Description
Self Checks
- This template is only for bug reports. For questions, please visit Discussions.
- I have thoroughly reviewed the project documentation (installation, training, inference) but couldn't find information to solve my problem. English 中文 日本語 Portuguese (Brazil)
- I have searched for existing issues, including closed ones. Search issues
- I confirm that I am using English to submit this report (我已阅读并同意 Language Policy).
- [FOR CHINESE USERS] 请务必使用英文提交 Issue,否则会被关闭。谢谢!:)
- Please do not modify this template and fill in all required fields.
Cloud or Self Hosted
Self Hosted (Source)
Environment Details
WSL2 on Windows 11
python=3.10
64G RAM
RTX 4000 SFF ADA 20G VRAM
Steps to Reproduce
python -m tools.run_webui
--llama-checkpoint-path "checkpoints/fish-speech-1.5"
--decoder-checkpoint-path "checkpoints/fish-speech-1.5/firefly-gan-vq-fsq-8x1024-21hz-generator.pth"
--decoder-config-name firefly_gan_vq --compile
use these text :
Fish Agent V0.1 3B is a groundbreaking Voice-to-Voice model capable of capturing and generating environmental audio information with unprecedented accuracy. What sets it apart is its semantic-token-free architecture, eliminating the need for traditional semantic encoders/decoders like Whisper and CosyVoice.
Additionally, it stands as a state-of-the-art text-to-speech (TTS) model, trained on an extensive dataset of 700,000 hours of multilingual audio content.

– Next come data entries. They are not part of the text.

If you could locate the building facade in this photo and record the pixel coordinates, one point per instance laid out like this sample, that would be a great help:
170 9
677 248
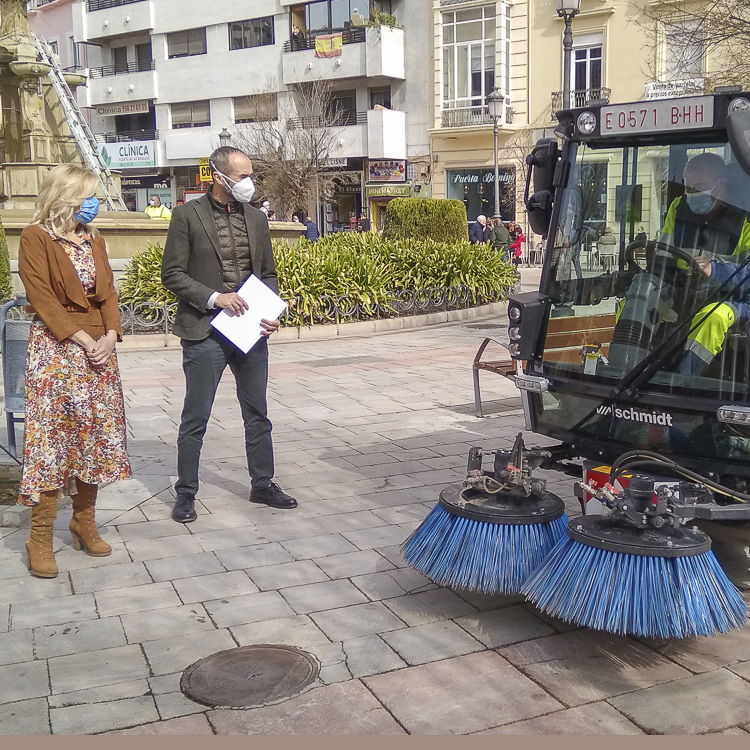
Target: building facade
619 54
166 77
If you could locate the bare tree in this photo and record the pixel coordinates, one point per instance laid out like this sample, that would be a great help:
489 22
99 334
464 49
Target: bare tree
683 33
289 153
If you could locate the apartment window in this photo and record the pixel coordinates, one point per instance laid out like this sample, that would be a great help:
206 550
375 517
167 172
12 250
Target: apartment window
191 114
344 107
185 43
468 56
256 108
684 51
120 59
588 62
257 32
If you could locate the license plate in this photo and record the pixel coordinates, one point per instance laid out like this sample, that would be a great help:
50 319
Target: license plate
690 113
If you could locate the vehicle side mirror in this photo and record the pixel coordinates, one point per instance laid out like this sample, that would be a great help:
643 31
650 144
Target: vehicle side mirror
738 132
542 163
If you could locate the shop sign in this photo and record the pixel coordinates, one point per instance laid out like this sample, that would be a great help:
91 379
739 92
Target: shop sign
205 170
387 171
154 183
126 108
388 191
129 154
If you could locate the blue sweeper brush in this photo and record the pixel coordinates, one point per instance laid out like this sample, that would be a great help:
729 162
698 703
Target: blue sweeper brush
639 571
489 534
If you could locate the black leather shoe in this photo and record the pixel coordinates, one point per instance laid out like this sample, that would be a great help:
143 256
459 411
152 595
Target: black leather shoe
184 508
272 495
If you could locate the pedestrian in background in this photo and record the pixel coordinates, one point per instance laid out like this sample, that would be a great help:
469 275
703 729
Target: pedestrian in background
311 233
500 239
476 232
75 416
214 244
157 210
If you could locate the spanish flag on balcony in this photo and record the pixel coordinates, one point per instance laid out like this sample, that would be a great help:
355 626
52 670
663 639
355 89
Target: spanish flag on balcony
329 45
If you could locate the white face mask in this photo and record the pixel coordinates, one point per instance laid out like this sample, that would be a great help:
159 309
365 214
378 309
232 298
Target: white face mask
242 191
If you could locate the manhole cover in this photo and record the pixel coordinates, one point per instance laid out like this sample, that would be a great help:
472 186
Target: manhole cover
249 676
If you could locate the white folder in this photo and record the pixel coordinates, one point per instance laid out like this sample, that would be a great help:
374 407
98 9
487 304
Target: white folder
244 330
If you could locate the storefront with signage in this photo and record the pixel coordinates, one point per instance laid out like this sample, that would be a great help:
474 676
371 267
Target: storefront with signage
475 188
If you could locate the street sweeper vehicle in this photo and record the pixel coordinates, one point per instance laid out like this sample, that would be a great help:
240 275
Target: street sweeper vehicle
635 356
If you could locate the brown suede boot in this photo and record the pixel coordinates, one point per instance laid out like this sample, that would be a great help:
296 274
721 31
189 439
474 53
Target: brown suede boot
82 526
41 559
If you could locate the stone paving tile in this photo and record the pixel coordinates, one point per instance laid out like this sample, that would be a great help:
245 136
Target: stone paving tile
203 588
319 546
109 577
23 681
502 627
356 621
169 546
53 611
101 717
25 718
593 718
586 666
96 668
101 694
425 643
704 703
254 556
188 725
461 695
175 654
78 637
347 708
429 606
315 597
16 646
287 574
136 599
370 655
353 563
707 654
165 623
184 566
30 589
392 583
299 631
239 610
132 532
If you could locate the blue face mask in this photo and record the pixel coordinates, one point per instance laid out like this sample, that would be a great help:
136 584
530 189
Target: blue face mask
88 211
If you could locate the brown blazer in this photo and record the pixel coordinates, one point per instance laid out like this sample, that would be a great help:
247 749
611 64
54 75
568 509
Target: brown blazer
56 293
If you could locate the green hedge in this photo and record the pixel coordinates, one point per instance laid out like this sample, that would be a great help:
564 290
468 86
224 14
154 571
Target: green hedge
363 268
6 278
430 218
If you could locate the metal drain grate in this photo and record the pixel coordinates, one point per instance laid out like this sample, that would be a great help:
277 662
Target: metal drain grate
249 676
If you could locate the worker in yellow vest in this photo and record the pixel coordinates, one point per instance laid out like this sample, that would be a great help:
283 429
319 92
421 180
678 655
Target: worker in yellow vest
157 210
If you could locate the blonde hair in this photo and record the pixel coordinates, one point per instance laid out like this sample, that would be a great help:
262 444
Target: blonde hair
63 191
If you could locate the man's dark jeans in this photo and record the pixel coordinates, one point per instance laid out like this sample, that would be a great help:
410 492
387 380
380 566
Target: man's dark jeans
204 363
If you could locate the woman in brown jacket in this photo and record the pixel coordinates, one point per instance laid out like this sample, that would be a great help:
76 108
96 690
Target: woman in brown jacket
75 417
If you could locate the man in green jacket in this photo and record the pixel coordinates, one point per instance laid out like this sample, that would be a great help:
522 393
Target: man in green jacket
500 239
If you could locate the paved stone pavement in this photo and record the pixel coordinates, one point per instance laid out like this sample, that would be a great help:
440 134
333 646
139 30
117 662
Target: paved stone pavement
367 431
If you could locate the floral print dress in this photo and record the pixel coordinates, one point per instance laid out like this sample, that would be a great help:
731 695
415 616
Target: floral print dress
75 414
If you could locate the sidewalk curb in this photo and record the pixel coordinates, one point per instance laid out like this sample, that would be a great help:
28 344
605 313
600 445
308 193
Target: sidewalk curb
327 332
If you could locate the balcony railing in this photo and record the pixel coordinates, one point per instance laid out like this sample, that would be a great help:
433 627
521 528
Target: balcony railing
581 98
350 36
117 70
128 135
92 5
320 121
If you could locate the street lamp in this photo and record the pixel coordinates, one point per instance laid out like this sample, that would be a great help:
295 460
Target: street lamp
495 101
567 10
224 137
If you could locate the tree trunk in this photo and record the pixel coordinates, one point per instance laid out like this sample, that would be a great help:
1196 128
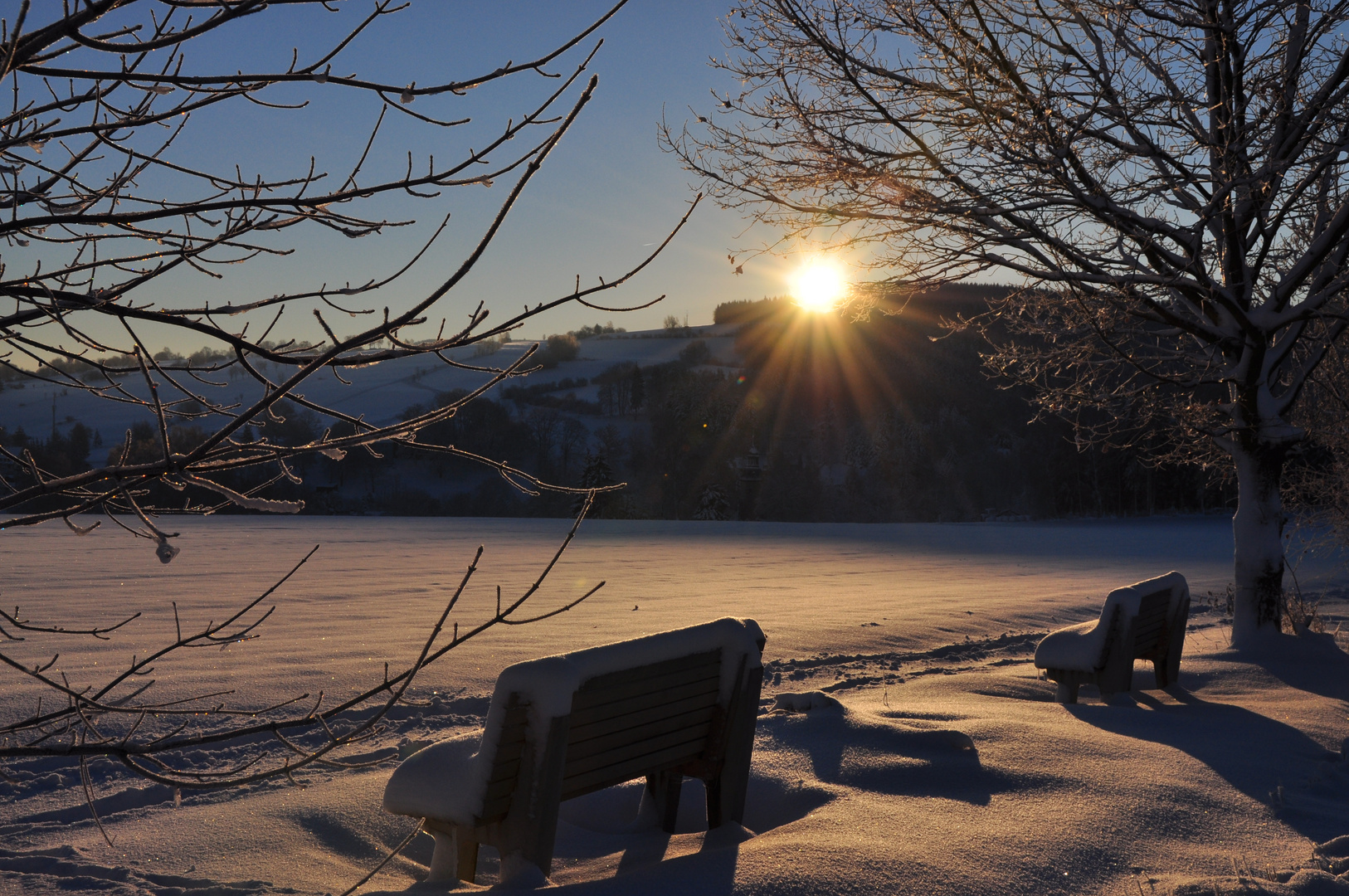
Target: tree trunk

This model is a continue-pretrained version of Qwen-2.5-3B-Instruct for 200B voice & text tokens.
Supported Languages
The model supports the following languages with their respective training data sizes:
English (en): ~300,000 hours
Chinese (zh): ~300,000 hours
German (de): ~20,000 hours
Japanese (ja): ~20,000 hours
French (fr): ~20,000 hours
Spanish (es): ~20,000 hours
Korean (ko): ~20,000 hours
Arabic (ar): ~20,000 hours
For detailed information and implementation guidelines, please visit our Fish Speech GitHub repository.
✔️ Expected Behavior
Generate smooth speech
❌ Actual Behavior
when reading this part:
English (en): ~300,000 hours
Chinese (zh): ~300,000 hours
German (de): ~20,000 hours
Japanese (ja): ~20,000 hours
French (fr): ~20,000 hours
Spanish (es): ~20,000 hours
Korean (ko): ~20,000 hours
Arabic (ar): ~20,000 hours
it becomes many noisy or irregular sounds, how to resolve it?